The last member of the Penrhyn family to live in the castle was Hugh Napier Douglas-Pennant who died in June 1949 when the castle and estate passed to his niece, Lady Janet Pelham, who adopted the surname of Douglas-Pennant. In 1951, the castle and its 40,000 acres of land were accepted by the treasury in lieu of death duties from Lady Janet. It now belongs to the National Trust and is open to the public receiving 139,614 visitors in 2019/20. It is one of the most admired of the numerous mock castles built in the United Kingdom in the 19th century with Christopher Hussey describing it, "the outstanding instance of Norman revival." It is a picturesque composition that stretches over 600 feet from a tall donion containing family rooms, through the main block built around the earlier house, to the service wing and the stables.
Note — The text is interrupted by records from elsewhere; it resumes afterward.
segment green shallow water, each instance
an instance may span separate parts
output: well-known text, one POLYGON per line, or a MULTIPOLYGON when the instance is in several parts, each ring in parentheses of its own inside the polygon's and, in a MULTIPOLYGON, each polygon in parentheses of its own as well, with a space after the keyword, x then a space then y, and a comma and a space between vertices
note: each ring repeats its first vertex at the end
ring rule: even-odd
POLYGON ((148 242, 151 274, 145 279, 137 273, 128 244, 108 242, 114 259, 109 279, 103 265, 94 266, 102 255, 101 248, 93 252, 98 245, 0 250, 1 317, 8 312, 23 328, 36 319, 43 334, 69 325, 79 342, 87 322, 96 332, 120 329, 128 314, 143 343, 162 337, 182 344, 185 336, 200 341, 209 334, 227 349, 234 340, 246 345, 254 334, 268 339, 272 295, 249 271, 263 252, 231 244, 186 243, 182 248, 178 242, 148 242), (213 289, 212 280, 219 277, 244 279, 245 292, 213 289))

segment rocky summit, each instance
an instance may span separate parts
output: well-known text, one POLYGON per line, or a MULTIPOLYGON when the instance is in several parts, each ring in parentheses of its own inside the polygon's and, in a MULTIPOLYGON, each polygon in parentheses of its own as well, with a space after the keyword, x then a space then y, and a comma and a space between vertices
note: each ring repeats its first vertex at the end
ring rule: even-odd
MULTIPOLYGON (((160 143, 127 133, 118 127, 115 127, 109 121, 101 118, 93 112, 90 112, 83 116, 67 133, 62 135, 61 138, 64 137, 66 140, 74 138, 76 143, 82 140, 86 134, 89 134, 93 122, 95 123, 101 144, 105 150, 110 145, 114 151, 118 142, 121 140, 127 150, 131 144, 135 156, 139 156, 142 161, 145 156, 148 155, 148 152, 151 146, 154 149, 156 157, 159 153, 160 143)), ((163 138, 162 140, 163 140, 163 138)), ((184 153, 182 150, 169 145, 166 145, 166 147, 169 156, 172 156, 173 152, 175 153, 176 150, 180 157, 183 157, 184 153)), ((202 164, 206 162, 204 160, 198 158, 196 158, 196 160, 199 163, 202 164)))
Built in a sombre style allows it to possess something of the medieval fortress air despite the ground-level drawing room windows. Hopper designed all the principal interiors in a rich but restrained Norman style, with much fine plasterwork and wood and stone carving. The many attractions of the castle include one of the best art collections in Wales, paintings hanging on its walls include those by Rembrandt, Gainsborough and Canaletto, worth the admission price alone. Some specially designed Norman-style furniture, including a one-ton slate bed made out of Pennant slate for Queen Victoria when she visited in 1859. The queen, however, refused to sleep in it as it reminded her of a tomb. The restored kitchens are a delight and the stable block houses a fascinating industrial railway museum and a model railway museum and a cafe and shop. The 24.3 hectares of grounds include parkland, an exotic tree and shrub collection as well as a Victorian walled garden.